Compared to other pinball games, Time Cruise's notable feature is its oversized playfield — the entire play area consists of seven screen-sized fields, arranged in a 3-by-3 grid. Shooting the pinball off the sides of one board would cause the screen to scroll horizontally and continue on the adjacent screen. Achieving certain goals will transfer the action to various minigames spanning various time eras, such as playing golf in prehistoric Earth or navigating a tilting maze in the distant future.
Unfortunately, the popularity of the Crush Pinball series overshadowed gamers' attention for Time Cruise, and the situation is not helped by its lackluster graphics and middling difficulty. Still, it has its fans — some are drawn to its uncomplicated pinball action, while others are drawn to its diverse collection of minigames.

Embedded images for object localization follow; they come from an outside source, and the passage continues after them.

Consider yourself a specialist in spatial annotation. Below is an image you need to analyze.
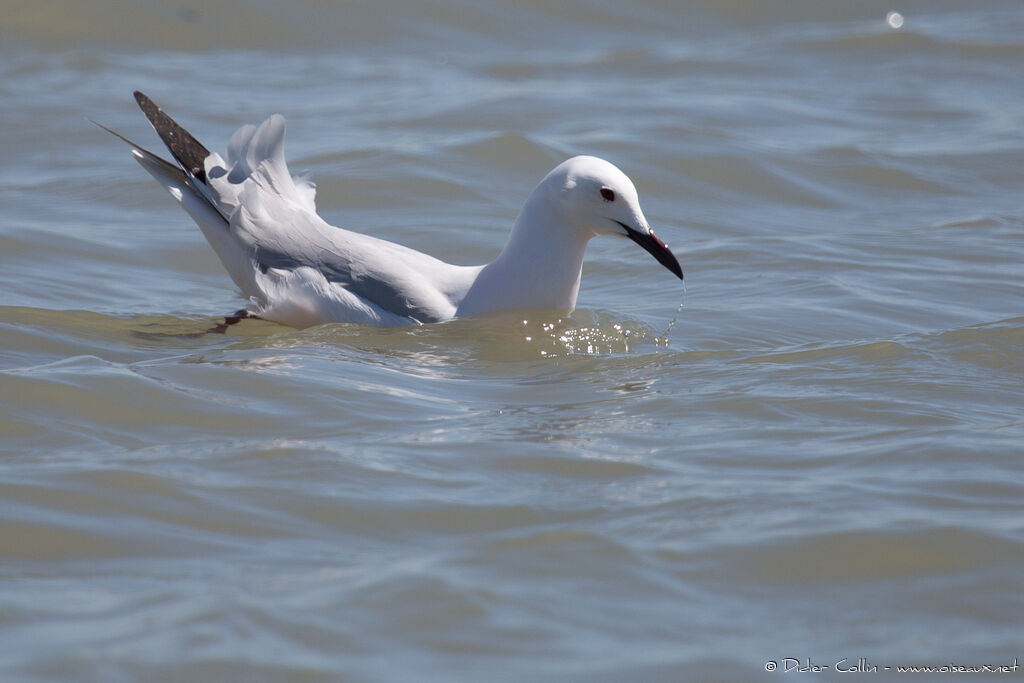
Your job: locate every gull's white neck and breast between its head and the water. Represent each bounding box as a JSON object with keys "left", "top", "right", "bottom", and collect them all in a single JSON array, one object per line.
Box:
[{"left": 458, "top": 188, "right": 589, "bottom": 315}]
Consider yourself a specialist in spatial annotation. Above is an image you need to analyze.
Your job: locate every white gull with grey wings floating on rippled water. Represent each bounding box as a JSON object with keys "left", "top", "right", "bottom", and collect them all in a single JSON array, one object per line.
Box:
[{"left": 97, "top": 91, "right": 683, "bottom": 328}]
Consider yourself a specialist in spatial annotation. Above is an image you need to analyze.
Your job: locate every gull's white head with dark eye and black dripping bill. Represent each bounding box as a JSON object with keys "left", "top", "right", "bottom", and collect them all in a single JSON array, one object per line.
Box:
[{"left": 538, "top": 157, "right": 683, "bottom": 280}]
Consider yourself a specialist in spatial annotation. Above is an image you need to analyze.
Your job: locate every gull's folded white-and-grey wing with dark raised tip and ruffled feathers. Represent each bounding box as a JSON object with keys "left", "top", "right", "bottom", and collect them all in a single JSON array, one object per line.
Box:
[{"left": 128, "top": 91, "right": 463, "bottom": 323}]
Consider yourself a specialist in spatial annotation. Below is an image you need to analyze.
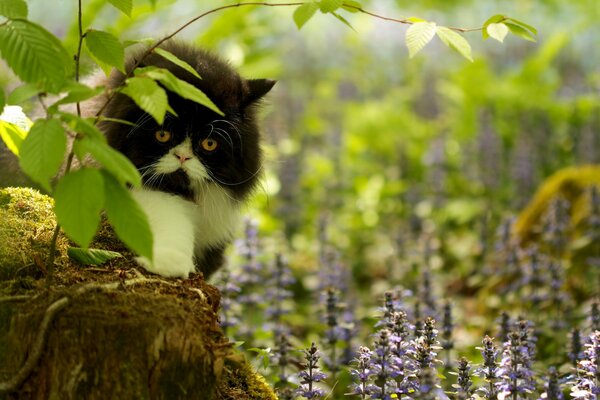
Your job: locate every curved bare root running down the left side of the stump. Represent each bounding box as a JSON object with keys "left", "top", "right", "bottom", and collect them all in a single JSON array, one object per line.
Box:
[{"left": 0, "top": 297, "right": 69, "bottom": 393}]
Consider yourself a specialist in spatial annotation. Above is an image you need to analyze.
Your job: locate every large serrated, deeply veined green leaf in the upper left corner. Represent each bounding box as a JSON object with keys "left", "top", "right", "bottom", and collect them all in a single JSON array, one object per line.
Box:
[{"left": 0, "top": 20, "right": 73, "bottom": 92}]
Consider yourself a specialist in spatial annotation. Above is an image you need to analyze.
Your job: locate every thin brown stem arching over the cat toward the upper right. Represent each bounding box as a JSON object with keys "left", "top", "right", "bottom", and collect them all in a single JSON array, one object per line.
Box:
[{"left": 96, "top": 1, "right": 482, "bottom": 119}]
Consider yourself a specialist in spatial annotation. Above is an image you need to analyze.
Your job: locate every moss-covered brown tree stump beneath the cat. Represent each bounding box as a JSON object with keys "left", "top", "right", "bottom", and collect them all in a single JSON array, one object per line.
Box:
[{"left": 0, "top": 188, "right": 276, "bottom": 400}]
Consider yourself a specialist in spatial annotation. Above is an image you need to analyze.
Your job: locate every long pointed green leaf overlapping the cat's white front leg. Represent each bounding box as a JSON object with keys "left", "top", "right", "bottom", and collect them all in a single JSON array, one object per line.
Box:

Time Cruise demonstrates the following tropes:
- Cap: The game caps at 99,999,999 points.
- Excuse Plot: The instructions have a backstory about Eric, a scientific genius who has received instructions from telepathic aliens on how to implement Time Travel.
- Imported Alien Phlebotinum: The time machine, which was given by extraterrestrials.
- Mundane Utility: Apparently, one of the best things to do with a time machine is to travel across time to play golf on prehistoric Earth.
- No Ending: If you're expecting any sort of resolution about Eric, time travel, or the telepathic aliens, you'll be sorely disappointed.
- Our Time Machine Is Different: According to the Excuse Plot, the time machine consists of a system of seven buildings linked together with a high-speed spherical pod.
- Uninstallment: The Japanese release was actually called Time Cruise II, as the original Time Cruise was a game in development but never released. The publisher, FACE, decided to skip the original and release only the sequel.